If you receive a phone call from a FEMA representative or an insurance adjuster, only provide your claim number. They should have access to any other information required to process your claim. Sometimes, an impersonator will tell you they can expedite your FEMA claim for a fee. This is a scam. FEMA does not offer a paid expedited claim service.
To avoid falling prey to impersonators, always ask for verification that they are who they say they are. If you’ve received a phone call from someone claiming to be from FEMA or your insurance company and aren’t certain they are, hang up and call the organization directly. If a representative comes to your home, ensure they have proper photo identification. If you have any doubts, ask them to leave and call the organization directly.
3. Bogus Charities
After a disaster, it’s not uncommon for fake charities to begin soliciting funds. These scammers can be quite savvy and are well-versed in playing into people’s sympathy for those impacted by the tragedy. If you are contacted by someone claiming to work for a charity, do your due diligence before donating. If it’s a charity you aren’t familiar with, look them up on a watchdog site like Charity Navigator or CharityWatch and check their entry at the Better Business Bureau.
Here are a few warning signs to watch out for if a charity contacts you:
Aggressive plea for donations
Reluctance to provide a call back number or contact information
Promise of entry into sweepstakes or raffle
Request for funds via wire transfer
Request for funds via mail to P.O. box
Demand for personal or banking information
To be on the safe side, you can always contact the charity directly or go with a well-known organization like The Red Cross or United Way.

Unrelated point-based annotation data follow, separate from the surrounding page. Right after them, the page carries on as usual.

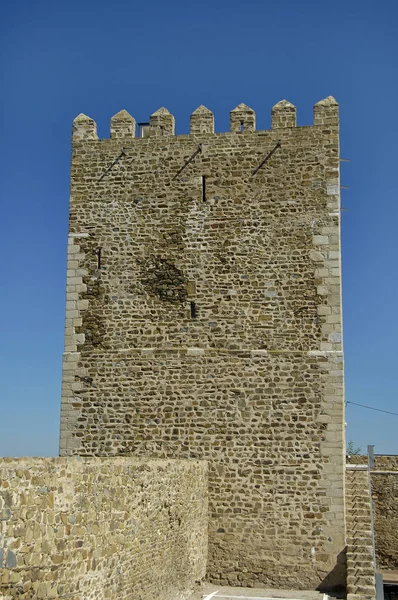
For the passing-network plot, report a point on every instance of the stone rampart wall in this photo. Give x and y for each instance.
(204, 321)
(111, 528)
(385, 508)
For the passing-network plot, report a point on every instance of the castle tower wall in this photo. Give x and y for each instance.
(204, 321)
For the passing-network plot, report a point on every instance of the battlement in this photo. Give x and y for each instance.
(242, 121)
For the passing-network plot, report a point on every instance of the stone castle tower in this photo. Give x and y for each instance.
(204, 321)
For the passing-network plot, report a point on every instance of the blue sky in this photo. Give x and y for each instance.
(58, 59)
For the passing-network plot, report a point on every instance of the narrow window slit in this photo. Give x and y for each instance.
(99, 258)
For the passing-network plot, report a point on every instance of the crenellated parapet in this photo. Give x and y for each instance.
(161, 123)
(84, 128)
(122, 126)
(326, 112)
(242, 121)
(202, 120)
(283, 115)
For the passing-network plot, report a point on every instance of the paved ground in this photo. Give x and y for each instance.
(213, 592)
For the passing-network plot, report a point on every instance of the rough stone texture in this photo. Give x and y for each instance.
(361, 583)
(96, 529)
(212, 329)
(385, 510)
(384, 479)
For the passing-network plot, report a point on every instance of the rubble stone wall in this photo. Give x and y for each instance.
(204, 321)
(384, 479)
(109, 528)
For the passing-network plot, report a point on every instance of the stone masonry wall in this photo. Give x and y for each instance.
(204, 321)
(361, 583)
(384, 479)
(384, 485)
(110, 528)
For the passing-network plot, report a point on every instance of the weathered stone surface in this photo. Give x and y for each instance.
(384, 479)
(117, 528)
(361, 583)
(211, 330)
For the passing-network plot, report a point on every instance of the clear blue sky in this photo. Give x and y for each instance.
(62, 58)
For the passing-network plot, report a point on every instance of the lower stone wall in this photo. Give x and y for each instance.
(361, 583)
(384, 484)
(385, 508)
(109, 528)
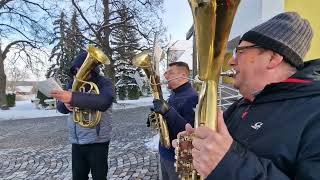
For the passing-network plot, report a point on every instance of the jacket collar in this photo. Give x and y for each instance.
(181, 88)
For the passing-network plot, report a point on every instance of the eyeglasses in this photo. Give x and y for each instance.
(239, 50)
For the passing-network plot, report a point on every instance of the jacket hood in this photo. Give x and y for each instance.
(304, 83)
(77, 63)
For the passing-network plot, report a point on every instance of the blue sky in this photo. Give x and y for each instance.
(177, 18)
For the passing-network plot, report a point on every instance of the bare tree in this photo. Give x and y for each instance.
(23, 31)
(16, 73)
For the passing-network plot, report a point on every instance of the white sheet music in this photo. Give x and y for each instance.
(48, 85)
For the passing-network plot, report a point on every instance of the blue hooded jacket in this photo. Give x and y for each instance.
(101, 102)
(182, 102)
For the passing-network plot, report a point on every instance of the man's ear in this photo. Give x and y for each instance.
(275, 60)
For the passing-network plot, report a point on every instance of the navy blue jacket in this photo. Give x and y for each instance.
(182, 102)
(277, 136)
(102, 102)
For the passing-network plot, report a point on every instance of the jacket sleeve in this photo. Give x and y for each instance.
(62, 108)
(99, 102)
(241, 164)
(60, 105)
(177, 120)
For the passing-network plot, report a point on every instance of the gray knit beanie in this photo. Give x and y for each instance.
(287, 34)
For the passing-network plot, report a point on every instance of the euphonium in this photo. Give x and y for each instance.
(212, 24)
(143, 60)
(85, 117)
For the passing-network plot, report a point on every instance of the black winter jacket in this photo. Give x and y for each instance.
(277, 136)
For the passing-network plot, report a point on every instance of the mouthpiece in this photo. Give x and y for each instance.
(229, 73)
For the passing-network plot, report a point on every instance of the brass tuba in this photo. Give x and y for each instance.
(212, 24)
(85, 117)
(143, 60)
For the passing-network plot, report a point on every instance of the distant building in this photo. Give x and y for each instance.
(249, 14)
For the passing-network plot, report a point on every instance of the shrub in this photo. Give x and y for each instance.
(133, 92)
(122, 93)
(42, 97)
(11, 99)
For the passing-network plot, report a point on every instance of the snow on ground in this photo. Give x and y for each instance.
(153, 143)
(25, 109)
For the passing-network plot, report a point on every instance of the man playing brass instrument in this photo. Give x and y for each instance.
(89, 145)
(177, 112)
(273, 131)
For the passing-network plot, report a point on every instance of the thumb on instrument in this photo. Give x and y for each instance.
(221, 125)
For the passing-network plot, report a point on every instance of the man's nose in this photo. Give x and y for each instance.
(232, 61)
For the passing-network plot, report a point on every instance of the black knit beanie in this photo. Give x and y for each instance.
(287, 34)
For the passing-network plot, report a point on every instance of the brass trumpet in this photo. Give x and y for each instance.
(143, 60)
(212, 24)
(85, 117)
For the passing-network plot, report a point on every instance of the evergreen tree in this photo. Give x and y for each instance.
(69, 43)
(125, 41)
(58, 52)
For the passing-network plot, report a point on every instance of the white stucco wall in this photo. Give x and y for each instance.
(253, 12)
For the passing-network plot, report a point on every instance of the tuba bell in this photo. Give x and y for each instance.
(85, 117)
(143, 61)
(212, 24)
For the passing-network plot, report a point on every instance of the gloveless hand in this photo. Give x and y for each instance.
(64, 96)
(209, 147)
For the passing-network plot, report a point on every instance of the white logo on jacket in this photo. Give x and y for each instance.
(257, 125)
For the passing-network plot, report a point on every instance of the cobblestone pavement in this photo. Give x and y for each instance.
(38, 148)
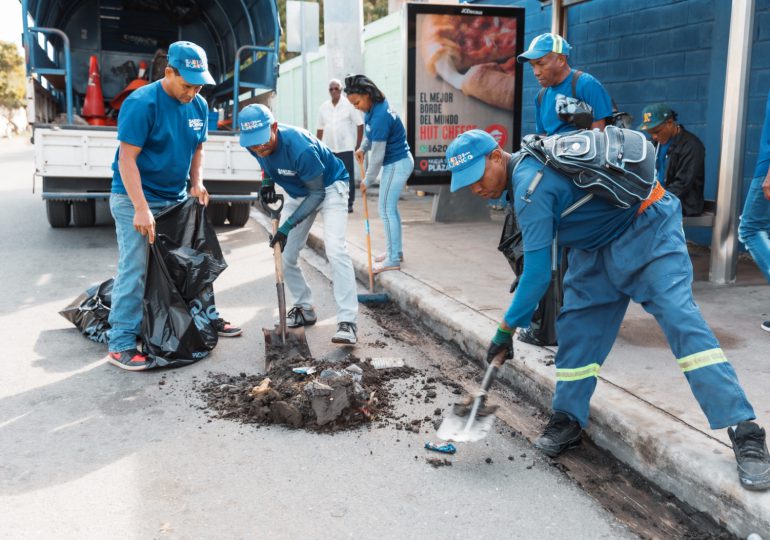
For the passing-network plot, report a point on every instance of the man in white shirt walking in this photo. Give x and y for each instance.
(341, 128)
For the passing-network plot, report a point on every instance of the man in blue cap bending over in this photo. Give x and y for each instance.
(562, 86)
(315, 181)
(161, 128)
(616, 255)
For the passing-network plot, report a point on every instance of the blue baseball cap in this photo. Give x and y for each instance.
(466, 157)
(254, 122)
(544, 44)
(190, 61)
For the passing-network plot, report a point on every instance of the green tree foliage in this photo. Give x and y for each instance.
(373, 10)
(12, 85)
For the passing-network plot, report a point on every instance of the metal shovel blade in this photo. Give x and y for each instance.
(460, 426)
(295, 344)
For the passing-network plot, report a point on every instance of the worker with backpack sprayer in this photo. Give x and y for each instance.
(568, 99)
(626, 243)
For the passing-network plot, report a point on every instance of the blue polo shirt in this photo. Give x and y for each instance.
(763, 158)
(299, 157)
(591, 226)
(168, 132)
(587, 89)
(383, 124)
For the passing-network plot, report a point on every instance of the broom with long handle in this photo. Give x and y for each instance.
(372, 297)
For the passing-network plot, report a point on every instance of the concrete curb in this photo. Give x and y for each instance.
(683, 460)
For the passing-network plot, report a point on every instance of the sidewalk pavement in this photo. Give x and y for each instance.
(456, 282)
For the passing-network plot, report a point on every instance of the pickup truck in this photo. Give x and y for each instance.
(74, 152)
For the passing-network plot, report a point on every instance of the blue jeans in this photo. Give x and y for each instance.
(334, 210)
(755, 226)
(394, 177)
(128, 289)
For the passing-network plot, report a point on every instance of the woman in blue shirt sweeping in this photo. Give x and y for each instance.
(385, 139)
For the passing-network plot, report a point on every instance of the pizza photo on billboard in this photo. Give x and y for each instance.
(475, 54)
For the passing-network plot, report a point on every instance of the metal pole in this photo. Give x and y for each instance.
(237, 76)
(303, 51)
(724, 241)
(557, 18)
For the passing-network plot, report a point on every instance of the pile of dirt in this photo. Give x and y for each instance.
(311, 395)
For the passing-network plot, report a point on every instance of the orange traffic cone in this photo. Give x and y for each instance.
(93, 106)
(117, 101)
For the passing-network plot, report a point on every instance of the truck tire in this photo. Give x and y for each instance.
(84, 213)
(217, 213)
(58, 213)
(238, 214)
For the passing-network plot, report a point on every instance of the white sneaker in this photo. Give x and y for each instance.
(382, 257)
(346, 333)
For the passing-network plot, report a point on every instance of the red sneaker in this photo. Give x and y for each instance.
(131, 360)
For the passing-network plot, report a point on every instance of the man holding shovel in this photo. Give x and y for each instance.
(315, 181)
(616, 255)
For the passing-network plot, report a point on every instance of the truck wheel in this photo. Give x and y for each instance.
(217, 213)
(84, 213)
(238, 214)
(58, 213)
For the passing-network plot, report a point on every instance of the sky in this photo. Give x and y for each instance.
(10, 21)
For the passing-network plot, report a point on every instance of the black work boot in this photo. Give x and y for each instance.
(751, 454)
(561, 433)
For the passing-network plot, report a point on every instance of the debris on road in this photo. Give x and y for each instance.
(386, 362)
(322, 397)
(448, 448)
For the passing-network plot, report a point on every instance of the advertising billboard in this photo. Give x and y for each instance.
(462, 74)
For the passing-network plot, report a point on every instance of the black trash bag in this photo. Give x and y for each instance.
(543, 324)
(179, 309)
(90, 312)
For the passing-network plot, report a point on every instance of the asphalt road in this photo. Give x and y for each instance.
(91, 451)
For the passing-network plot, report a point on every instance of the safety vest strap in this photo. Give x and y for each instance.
(702, 359)
(576, 374)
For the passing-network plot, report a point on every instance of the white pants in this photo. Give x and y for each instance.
(334, 210)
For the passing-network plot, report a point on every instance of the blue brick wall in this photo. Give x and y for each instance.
(674, 51)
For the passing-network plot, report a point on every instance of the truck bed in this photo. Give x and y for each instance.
(88, 152)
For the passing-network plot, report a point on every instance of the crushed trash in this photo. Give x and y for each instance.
(325, 397)
(386, 362)
(438, 462)
(448, 448)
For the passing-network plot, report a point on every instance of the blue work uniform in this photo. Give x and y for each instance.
(298, 158)
(168, 132)
(617, 255)
(296, 164)
(383, 124)
(587, 89)
(754, 227)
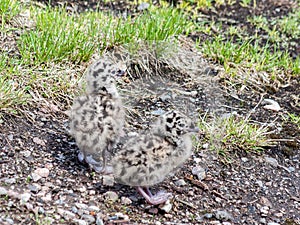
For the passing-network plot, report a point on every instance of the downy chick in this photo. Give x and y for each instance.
(148, 158)
(97, 118)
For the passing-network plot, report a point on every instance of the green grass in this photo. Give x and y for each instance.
(293, 118)
(8, 9)
(230, 136)
(12, 90)
(62, 37)
(249, 54)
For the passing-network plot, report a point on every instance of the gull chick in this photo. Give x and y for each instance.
(97, 118)
(148, 158)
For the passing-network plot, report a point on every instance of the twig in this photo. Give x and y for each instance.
(186, 203)
(198, 183)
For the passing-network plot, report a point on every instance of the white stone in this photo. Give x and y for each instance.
(25, 197)
(3, 191)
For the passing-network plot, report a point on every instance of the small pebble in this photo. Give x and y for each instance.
(88, 218)
(10, 180)
(153, 210)
(9, 220)
(271, 161)
(180, 182)
(99, 221)
(3, 191)
(167, 206)
(125, 200)
(208, 215)
(80, 222)
(93, 208)
(74, 209)
(81, 205)
(199, 172)
(108, 180)
(111, 196)
(264, 210)
(25, 197)
(223, 215)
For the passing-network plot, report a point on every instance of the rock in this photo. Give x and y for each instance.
(153, 210)
(125, 200)
(88, 218)
(80, 222)
(82, 189)
(81, 206)
(180, 182)
(47, 198)
(273, 223)
(226, 223)
(121, 216)
(264, 210)
(167, 206)
(199, 172)
(259, 183)
(66, 214)
(208, 215)
(35, 188)
(223, 215)
(39, 173)
(3, 191)
(39, 141)
(205, 146)
(99, 221)
(108, 180)
(25, 198)
(111, 196)
(244, 159)
(9, 220)
(74, 209)
(26, 153)
(93, 208)
(271, 161)
(265, 202)
(13, 194)
(41, 210)
(10, 180)
(262, 220)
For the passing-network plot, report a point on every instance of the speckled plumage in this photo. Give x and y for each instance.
(97, 118)
(149, 158)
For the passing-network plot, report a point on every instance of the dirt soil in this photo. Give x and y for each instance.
(42, 181)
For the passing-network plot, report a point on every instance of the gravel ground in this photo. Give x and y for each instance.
(42, 182)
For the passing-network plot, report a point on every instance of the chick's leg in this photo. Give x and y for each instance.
(157, 199)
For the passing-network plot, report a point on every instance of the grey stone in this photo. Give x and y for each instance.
(93, 208)
(167, 207)
(10, 180)
(3, 191)
(111, 195)
(125, 200)
(81, 206)
(80, 222)
(25, 197)
(108, 180)
(9, 220)
(180, 182)
(199, 172)
(88, 218)
(223, 215)
(271, 161)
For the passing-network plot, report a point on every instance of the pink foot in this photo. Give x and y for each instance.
(157, 199)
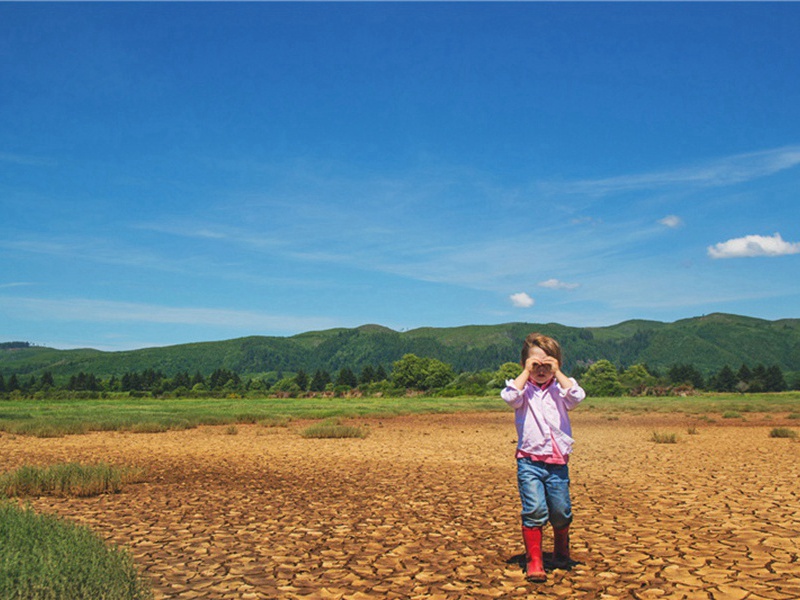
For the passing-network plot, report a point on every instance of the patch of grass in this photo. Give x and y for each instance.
(45, 557)
(333, 429)
(67, 479)
(664, 438)
(276, 421)
(783, 432)
(120, 412)
(148, 427)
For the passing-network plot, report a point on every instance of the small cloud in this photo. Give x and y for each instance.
(521, 300)
(555, 284)
(754, 245)
(671, 221)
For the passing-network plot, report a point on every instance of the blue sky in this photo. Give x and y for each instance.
(183, 172)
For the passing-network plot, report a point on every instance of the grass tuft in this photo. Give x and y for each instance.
(333, 429)
(67, 479)
(783, 432)
(45, 557)
(664, 438)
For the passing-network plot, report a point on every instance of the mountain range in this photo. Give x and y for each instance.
(708, 343)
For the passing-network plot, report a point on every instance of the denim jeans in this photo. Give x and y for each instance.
(544, 491)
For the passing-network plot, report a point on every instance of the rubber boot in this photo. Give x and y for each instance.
(534, 566)
(561, 547)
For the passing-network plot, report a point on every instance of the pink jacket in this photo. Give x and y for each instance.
(541, 416)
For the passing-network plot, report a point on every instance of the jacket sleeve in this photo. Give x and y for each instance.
(572, 396)
(512, 396)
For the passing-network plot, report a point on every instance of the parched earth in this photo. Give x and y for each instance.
(427, 507)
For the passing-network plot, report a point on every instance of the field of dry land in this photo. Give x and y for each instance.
(426, 506)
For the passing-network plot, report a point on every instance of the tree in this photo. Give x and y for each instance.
(413, 372)
(724, 381)
(320, 380)
(346, 378)
(602, 379)
(301, 379)
(367, 374)
(683, 374)
(773, 379)
(636, 378)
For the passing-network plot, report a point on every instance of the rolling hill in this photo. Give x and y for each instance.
(708, 342)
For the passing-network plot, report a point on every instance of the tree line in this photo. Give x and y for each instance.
(410, 373)
(604, 379)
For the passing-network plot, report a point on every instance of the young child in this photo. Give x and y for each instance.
(541, 397)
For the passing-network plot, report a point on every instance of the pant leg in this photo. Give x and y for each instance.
(531, 478)
(557, 496)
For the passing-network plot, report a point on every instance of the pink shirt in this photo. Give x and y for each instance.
(544, 431)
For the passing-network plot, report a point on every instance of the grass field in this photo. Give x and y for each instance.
(56, 418)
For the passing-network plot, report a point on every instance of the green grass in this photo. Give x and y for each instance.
(783, 432)
(67, 479)
(43, 557)
(51, 418)
(664, 438)
(333, 428)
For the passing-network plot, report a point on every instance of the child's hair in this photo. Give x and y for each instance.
(548, 344)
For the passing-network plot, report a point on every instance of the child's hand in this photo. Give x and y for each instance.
(552, 362)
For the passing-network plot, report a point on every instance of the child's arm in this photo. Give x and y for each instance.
(523, 377)
(564, 381)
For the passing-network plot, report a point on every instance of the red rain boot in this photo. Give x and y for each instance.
(561, 546)
(534, 566)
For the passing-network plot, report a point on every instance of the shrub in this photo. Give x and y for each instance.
(333, 429)
(45, 557)
(664, 438)
(783, 432)
(67, 479)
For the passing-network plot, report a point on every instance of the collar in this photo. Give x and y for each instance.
(545, 385)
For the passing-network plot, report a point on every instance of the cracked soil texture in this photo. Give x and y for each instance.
(427, 507)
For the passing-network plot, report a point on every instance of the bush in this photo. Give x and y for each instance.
(333, 429)
(46, 558)
(783, 432)
(67, 479)
(664, 438)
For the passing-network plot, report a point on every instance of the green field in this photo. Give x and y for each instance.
(45, 418)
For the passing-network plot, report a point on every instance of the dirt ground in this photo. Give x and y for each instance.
(427, 507)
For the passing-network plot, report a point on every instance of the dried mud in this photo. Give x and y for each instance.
(427, 507)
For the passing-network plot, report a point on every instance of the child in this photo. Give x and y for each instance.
(541, 397)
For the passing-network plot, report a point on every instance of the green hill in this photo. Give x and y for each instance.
(707, 342)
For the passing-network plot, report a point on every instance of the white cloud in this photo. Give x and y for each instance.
(671, 221)
(521, 300)
(555, 284)
(104, 311)
(754, 245)
(721, 172)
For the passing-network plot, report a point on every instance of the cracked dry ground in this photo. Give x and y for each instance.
(427, 507)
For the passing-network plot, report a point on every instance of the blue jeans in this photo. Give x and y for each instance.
(544, 491)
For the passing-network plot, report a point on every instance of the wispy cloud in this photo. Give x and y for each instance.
(754, 245)
(105, 311)
(26, 160)
(521, 300)
(555, 284)
(16, 284)
(671, 221)
(722, 172)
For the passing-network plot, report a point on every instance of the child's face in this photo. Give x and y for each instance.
(540, 365)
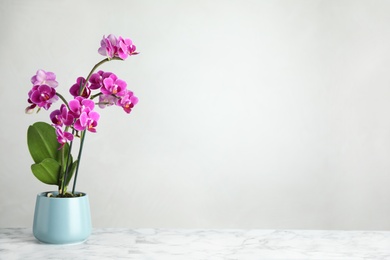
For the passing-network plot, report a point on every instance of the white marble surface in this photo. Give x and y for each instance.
(19, 243)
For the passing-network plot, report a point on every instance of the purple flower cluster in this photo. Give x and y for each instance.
(79, 113)
(43, 92)
(116, 47)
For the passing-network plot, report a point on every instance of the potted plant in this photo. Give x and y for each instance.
(63, 216)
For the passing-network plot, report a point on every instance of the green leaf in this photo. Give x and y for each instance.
(47, 171)
(42, 142)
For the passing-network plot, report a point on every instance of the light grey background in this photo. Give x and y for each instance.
(252, 114)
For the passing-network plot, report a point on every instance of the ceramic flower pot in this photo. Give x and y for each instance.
(62, 220)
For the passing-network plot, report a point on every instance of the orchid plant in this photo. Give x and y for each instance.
(50, 145)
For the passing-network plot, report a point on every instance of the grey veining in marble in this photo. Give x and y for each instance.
(145, 244)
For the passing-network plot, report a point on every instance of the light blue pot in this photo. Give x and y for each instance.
(62, 220)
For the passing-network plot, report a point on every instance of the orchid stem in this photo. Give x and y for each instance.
(78, 160)
(63, 99)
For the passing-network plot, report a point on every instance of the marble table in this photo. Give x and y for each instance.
(208, 244)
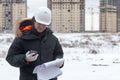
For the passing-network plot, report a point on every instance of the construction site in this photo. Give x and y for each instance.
(67, 15)
(10, 12)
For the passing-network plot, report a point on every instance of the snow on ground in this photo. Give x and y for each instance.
(88, 56)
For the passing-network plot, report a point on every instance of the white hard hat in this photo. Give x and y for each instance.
(43, 15)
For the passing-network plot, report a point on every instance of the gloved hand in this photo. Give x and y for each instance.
(31, 56)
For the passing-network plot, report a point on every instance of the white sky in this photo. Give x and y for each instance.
(34, 4)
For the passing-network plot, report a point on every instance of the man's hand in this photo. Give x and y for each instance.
(31, 56)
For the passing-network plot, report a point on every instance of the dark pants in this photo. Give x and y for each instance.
(54, 79)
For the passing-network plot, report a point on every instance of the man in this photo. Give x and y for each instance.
(34, 44)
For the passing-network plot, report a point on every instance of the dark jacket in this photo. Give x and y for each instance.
(45, 43)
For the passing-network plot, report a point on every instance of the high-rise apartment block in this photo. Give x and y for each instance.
(67, 15)
(10, 11)
(110, 15)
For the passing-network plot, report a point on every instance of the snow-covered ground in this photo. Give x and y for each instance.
(88, 56)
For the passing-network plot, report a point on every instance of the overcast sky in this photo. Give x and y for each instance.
(34, 4)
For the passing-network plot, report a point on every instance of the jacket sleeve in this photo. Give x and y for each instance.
(15, 56)
(58, 52)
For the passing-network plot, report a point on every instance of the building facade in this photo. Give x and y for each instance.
(10, 12)
(67, 15)
(110, 15)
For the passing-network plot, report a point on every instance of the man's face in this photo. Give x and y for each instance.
(39, 27)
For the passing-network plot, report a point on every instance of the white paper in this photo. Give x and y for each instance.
(49, 70)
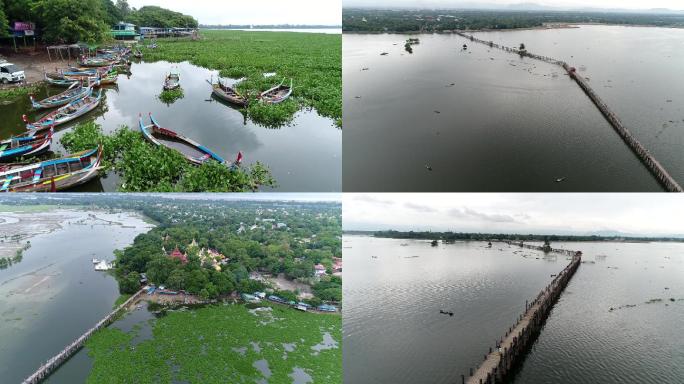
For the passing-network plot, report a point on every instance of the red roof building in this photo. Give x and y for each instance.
(177, 254)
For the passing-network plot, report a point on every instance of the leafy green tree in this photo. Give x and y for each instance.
(72, 20)
(130, 283)
(4, 25)
(176, 279)
(123, 7)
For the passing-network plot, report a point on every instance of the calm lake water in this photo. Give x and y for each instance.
(394, 333)
(54, 294)
(635, 70)
(304, 156)
(487, 120)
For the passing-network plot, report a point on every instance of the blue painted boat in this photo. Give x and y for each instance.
(66, 113)
(193, 151)
(53, 175)
(58, 79)
(71, 94)
(31, 144)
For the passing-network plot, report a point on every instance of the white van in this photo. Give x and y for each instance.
(10, 73)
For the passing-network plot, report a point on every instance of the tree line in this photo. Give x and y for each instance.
(423, 20)
(464, 236)
(90, 21)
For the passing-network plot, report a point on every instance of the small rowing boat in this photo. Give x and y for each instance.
(53, 175)
(228, 93)
(172, 81)
(58, 79)
(66, 113)
(30, 144)
(277, 94)
(190, 149)
(96, 61)
(65, 97)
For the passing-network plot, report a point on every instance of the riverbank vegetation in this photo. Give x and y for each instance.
(464, 236)
(424, 20)
(260, 60)
(223, 343)
(145, 167)
(169, 96)
(89, 21)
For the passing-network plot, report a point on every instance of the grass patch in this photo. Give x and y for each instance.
(213, 345)
(144, 167)
(169, 97)
(12, 93)
(313, 61)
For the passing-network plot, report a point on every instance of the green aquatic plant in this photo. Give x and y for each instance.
(144, 167)
(170, 96)
(313, 61)
(219, 344)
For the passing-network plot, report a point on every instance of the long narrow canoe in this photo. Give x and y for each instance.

What to Do if You Experience a Home Improvement Scam After a Natural Disaster
If you find that you’ve been a victim of a scam in the wake of a natural disaster, you can take a few concrete steps to rectify the situation:
Collect all documentation related to the scam: Emails, bank statements, bogus contracts—any communication you’ve had with the perpetrator will be helpful.
Contact the authorities: Go to your local police department and file a criminal complaint. If the police say they can’t help you file a claim against the scammer in small claims court, you can do so yourself without an attorney. In some cases, the perpetrator may even return your money just to avoid having to make an appearance in court.
File complaints: File with the appropriate state licensing boards, the Better Business Bureau (BBB), and your state’s consumer protection agency. Also, use online review sites to get the word out to neighbors and other people who were also impacted by the natural disaster and may be at risk.